Computer scientist Stephen Arthur Cook has been granted the BBVA Foundation Frontiers of Knowledge Award in the Information and Communication Technologies category "for his important role in identifying what computers can and cannot solve efficiently," in the words of the jury's citation. His work, it continues, "has had a dramatic impact in all fields where complex computations are crucial."
Before deciding how to tackle a problem, we must first know whether it is solvable within a reasonable length of time. Cook identified a specific class of problem, termed NP-complete, whose defining trait, as he explained yesterday after being told of the award, is that "if you can show that a problem is NP-complete, then very likely you should give up trying to solve it."
This wisdom to know when there is no point trying may smack of defeatism, but from a practical standpoint the opposite is true. For, as he says, rather than waste time attempting the impossible, programmers can concentrate on "far more useful strategies, such as seeking out approximate solutions."
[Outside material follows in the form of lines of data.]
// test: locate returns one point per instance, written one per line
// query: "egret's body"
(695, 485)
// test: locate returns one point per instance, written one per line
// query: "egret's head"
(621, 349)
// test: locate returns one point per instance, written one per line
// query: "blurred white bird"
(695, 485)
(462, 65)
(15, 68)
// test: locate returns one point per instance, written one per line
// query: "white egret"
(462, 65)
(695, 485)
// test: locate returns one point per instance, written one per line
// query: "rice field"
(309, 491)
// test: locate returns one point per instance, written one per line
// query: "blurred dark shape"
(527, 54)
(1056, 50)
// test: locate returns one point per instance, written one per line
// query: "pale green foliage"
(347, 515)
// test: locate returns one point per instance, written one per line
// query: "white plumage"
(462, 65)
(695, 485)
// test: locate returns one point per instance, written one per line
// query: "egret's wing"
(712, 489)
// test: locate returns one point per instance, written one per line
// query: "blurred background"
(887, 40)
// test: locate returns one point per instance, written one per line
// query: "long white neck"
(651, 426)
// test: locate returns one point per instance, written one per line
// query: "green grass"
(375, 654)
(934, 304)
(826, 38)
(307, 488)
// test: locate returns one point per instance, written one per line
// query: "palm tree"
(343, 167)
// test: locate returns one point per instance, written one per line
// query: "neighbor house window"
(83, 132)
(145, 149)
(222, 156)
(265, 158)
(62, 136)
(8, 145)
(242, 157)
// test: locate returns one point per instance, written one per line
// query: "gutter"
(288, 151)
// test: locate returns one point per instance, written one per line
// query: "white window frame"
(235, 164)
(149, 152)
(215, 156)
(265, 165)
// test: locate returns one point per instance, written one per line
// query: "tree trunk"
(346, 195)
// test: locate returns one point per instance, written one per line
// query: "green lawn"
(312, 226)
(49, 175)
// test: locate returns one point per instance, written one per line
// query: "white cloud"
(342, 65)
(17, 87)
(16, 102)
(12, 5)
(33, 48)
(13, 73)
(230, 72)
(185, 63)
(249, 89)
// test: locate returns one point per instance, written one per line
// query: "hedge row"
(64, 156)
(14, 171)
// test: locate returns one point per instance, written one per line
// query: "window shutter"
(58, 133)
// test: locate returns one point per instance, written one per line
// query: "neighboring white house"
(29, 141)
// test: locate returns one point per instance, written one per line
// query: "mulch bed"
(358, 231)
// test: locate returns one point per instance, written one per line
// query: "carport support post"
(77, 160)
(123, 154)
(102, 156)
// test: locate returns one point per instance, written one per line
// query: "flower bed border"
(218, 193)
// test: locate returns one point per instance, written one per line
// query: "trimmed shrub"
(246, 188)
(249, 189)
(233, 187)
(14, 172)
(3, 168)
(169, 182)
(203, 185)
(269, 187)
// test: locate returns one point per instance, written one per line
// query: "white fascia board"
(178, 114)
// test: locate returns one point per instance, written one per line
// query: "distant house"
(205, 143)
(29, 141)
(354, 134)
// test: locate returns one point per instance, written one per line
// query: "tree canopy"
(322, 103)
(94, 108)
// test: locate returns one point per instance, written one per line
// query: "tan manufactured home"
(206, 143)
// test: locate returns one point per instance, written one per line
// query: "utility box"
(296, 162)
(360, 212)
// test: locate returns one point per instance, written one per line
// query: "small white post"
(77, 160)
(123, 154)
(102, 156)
Cook is professor of computer science at the University of Toronto; he was the recipient, in 1982, of the ACM A.M. Turing Award. His nominators describe his contribution as standing alongside Turing's concept of "computability" as a cornerstone of the mathematical foundations of computing. While Turing defined what computers can and cannot solve, Cook added to the mix the principle of efficiency, so the question became what is or is not efficiently computable.
"There are problems that a computer could feasibly solve, except that it would take until the sun burns out," Cook points out. "These are problems of the class we call NP. And then we have the class that we call P, which can be solved within an acceptable time frame. The trick is to decide which problems are NP [not efficiently solvable], and which are P [easily solvable].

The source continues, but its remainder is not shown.